Dağlardan da yüce olan bu aşk ve inanç yükü karşısında can dayanmaz; çünkü bu yük maddi değil, ruhsal bir ağırlıktır. Üç gün üç gece anlatılsa bitmeyecek dert, tasavvufî anlamda aşkın ve hakikat arayışının sonsuzluğunu sembolize eder.
Şah'a (Hz. Ali'ye) duyulan özlem ve ona ulaşma arzusu, Alevi inancının merkezi olan muhabbeti yansıtır. Kızılırmak'a karışmak ve çağlamak, bir nevi kendini hakikatin ırmağında eritmek, benliğini aşmak anlamına gelir. Şah'ın ırmağının “şekerden tatlı” olması ise ilahi aşkın dünyevi her hazdan üstün olduğunu belirtir.

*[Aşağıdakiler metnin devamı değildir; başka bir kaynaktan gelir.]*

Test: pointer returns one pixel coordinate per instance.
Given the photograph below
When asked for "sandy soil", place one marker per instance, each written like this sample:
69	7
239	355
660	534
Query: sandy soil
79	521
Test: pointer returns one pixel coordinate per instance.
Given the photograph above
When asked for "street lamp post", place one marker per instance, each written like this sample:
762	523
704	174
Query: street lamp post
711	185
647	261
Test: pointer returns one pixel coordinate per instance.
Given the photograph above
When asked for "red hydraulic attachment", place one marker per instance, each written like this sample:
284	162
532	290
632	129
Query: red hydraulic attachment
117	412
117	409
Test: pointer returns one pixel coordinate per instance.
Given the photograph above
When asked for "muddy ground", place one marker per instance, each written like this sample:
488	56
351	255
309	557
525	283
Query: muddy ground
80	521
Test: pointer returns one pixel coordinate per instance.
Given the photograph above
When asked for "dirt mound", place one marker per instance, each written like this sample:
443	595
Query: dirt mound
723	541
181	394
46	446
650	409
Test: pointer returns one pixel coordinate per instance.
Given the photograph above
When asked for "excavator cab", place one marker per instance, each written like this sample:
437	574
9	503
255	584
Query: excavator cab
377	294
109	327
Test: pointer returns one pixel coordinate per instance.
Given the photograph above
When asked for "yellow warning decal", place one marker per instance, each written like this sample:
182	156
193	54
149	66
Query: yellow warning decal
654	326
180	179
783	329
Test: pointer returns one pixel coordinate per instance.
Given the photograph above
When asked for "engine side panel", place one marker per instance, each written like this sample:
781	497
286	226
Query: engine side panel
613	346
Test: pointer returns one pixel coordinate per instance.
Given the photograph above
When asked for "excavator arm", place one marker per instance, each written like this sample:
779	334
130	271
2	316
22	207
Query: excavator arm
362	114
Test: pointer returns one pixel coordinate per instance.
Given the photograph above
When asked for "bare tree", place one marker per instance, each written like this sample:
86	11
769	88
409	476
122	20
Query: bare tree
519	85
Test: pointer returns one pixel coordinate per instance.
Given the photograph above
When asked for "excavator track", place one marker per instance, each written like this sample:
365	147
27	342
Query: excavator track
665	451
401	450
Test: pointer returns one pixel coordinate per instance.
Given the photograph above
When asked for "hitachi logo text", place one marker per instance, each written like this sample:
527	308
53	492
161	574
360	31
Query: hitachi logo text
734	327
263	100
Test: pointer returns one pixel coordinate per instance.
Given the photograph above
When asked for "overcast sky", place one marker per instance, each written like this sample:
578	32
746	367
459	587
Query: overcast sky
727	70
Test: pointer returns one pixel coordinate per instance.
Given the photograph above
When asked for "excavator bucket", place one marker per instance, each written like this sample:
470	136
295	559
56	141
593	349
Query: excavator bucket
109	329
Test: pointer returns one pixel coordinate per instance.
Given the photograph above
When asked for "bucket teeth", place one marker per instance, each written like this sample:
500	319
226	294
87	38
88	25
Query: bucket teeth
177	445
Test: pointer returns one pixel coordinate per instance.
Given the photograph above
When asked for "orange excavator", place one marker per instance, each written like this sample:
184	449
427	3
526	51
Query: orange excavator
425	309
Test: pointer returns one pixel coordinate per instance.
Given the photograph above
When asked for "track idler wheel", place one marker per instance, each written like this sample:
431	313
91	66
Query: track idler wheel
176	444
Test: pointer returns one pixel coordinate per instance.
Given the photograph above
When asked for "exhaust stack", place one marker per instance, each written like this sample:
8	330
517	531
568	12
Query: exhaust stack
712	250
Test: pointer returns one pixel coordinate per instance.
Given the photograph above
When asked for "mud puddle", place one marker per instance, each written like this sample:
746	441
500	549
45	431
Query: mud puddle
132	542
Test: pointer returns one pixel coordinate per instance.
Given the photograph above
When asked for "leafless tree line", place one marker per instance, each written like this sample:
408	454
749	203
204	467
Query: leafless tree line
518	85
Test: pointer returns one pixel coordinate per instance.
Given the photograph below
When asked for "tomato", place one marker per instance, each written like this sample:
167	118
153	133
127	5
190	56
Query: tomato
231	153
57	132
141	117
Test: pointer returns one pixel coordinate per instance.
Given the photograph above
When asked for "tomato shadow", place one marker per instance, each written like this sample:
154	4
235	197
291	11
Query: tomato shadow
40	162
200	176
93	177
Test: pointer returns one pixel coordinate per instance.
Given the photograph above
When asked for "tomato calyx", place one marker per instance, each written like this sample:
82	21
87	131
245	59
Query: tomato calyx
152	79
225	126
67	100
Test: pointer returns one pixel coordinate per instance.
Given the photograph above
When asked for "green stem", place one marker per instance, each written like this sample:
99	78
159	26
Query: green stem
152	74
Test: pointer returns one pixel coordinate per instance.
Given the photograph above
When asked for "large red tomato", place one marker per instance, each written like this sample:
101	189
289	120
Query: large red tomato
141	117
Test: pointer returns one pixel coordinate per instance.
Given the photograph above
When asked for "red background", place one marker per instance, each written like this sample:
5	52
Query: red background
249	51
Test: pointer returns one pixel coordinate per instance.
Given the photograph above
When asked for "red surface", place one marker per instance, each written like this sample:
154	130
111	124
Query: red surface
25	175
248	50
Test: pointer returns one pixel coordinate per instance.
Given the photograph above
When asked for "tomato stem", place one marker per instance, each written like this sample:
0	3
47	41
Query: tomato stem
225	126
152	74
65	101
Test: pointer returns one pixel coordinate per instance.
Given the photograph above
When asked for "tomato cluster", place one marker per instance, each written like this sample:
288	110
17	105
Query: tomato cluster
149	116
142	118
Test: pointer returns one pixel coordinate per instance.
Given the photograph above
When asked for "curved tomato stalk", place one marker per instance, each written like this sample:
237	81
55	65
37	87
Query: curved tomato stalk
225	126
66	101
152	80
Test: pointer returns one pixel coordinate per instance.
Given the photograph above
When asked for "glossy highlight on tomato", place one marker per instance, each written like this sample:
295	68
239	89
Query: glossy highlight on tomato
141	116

Son kıtada ise Pir Sultan, kendini tanıtan bir şekilde mürşitlere, erenlere, Üçler, Kırklar, Yediler’e selam eder. Bu ifadeler, Alevi-Bektaşi öğretisinin kutsal ögeleriyle bağ kurduğunu gösterir. Şair, bu manevi topluluğa ulaşmış ve hak yoluna girmiş olduğunu "mürvete geldim" sözleriyle dile getirir.
Şiir bütünüyle bir içsel yalnızlık, derin bir teslimiyet, ve aşk ile inanç arasında geçen bir hakikat yolculuğunun şiirsel ifadesidir.